BEIRUT (AP) — The Syrian rebels that the U.S. now wants to arm and train are in poor shape and retreating from the radical al-Qaida breakaway group that has swept over parts of Iraq and Syria. The Obama administration is seeking $500 million to assist "moderate" factions among the rebels. The CIA has already been training a few hundred fighters in Jordan.

ABUJA, Nigeria (AP) — Nigeria's intelligence agency says it had warned shopping complexes in the capital -- Abuja -- for two weeks that Islamic extremists might attack them. A mall blast this week killed 22 people. The increased security may have prevented even more deaths. Witnesses said a security guard stopped a car bomber from entering the mall moments before the massive explosion on Wednesday.
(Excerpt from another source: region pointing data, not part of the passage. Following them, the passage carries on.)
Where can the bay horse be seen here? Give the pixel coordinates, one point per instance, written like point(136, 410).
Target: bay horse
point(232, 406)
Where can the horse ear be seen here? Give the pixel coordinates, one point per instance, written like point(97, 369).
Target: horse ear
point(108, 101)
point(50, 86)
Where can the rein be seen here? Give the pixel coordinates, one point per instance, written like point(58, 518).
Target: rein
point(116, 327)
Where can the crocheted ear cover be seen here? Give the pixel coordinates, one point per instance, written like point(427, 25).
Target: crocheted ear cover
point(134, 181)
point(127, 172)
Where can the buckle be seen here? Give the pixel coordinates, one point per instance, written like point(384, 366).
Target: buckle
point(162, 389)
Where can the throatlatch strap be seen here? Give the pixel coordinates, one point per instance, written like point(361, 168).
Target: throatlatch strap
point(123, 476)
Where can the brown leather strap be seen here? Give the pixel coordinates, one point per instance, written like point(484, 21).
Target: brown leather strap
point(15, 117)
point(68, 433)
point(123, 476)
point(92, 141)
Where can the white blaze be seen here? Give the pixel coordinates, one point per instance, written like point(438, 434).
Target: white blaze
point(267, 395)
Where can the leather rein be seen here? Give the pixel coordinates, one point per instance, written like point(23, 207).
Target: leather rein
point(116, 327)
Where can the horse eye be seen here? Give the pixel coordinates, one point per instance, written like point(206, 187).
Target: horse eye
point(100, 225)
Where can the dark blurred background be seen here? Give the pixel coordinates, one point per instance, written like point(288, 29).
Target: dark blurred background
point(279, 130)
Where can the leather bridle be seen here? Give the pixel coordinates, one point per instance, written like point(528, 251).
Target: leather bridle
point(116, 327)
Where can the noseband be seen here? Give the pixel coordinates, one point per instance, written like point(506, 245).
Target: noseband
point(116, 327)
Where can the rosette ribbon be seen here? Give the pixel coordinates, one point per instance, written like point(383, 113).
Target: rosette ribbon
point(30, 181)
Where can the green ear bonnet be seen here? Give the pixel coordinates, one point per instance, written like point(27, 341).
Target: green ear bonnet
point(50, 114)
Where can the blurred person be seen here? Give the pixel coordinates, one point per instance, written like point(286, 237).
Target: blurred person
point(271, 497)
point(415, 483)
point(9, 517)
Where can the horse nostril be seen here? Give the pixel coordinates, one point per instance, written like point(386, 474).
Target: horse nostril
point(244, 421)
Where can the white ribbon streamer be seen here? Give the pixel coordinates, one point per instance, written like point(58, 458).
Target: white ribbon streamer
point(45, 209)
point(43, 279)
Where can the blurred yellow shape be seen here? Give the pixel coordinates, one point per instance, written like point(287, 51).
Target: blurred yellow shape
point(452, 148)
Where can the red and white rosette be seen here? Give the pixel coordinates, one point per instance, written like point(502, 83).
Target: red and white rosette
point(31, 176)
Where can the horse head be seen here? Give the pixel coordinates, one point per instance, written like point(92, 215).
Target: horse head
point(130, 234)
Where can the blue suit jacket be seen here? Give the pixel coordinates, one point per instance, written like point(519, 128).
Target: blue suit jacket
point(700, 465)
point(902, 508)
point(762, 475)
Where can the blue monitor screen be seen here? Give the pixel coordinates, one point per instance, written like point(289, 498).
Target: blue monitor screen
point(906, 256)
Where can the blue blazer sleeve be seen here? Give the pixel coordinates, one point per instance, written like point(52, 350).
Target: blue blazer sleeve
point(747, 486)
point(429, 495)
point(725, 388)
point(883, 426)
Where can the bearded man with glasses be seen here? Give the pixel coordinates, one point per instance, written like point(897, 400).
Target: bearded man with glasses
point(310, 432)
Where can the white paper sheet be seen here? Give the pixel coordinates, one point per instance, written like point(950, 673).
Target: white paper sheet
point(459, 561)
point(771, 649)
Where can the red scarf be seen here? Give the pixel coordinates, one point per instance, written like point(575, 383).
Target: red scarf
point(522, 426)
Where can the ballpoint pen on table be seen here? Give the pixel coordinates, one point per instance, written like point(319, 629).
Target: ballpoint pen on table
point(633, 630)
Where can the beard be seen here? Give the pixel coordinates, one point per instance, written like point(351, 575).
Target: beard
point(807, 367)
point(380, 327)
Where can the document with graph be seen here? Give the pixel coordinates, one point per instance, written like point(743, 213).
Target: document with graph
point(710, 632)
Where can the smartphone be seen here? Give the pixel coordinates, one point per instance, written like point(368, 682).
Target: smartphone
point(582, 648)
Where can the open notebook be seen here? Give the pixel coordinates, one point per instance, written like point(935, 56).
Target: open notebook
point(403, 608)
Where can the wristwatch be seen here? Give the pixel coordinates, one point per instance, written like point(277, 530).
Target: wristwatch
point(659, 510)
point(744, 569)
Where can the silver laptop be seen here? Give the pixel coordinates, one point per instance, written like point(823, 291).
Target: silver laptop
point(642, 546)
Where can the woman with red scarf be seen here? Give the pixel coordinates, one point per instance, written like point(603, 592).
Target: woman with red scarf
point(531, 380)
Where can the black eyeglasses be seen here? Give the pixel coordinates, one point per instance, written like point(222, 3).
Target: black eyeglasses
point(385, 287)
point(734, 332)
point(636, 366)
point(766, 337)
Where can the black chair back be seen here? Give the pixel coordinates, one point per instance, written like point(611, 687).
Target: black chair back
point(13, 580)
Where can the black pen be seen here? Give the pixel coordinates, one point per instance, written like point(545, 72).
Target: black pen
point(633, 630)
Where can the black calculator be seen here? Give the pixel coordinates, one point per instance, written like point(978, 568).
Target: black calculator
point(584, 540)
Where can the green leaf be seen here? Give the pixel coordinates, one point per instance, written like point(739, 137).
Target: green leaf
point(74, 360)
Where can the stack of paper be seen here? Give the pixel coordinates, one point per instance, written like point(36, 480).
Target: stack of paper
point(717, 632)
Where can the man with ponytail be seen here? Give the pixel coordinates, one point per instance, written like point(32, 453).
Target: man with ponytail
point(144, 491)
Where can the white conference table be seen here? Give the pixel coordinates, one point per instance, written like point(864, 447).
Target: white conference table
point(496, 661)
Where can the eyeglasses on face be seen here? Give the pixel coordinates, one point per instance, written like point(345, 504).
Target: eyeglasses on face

VATICAN CITY (AP) — The Vatican has defrocked its former ambassador to the Dominican Republic for sexually abusing boys. It's the first time a top papal envoy has been convicted of the crime and comes after Pope Francis said he would have "zero tolerance" for abuse, regardless of rank. Archbishop Jozef Wesolowski (wes-LOW'-skee) can no longer perform priestly duties or present himself as a priest. He faces a separate criminal trial.

NEW YORK (AP) — Three of the men who were wrongly convicted in the brutal 1989 Central Park jogger attack say that a $40 million settlement can't buy back the dignity or the time the case unjustly cost them. Kevin Richardson says he and the other men were called "animals" and a "wolf pack" and that it still hurts. Raymond Santana lashed out at critics, including Donald Trump, who continue to claim they are guilty.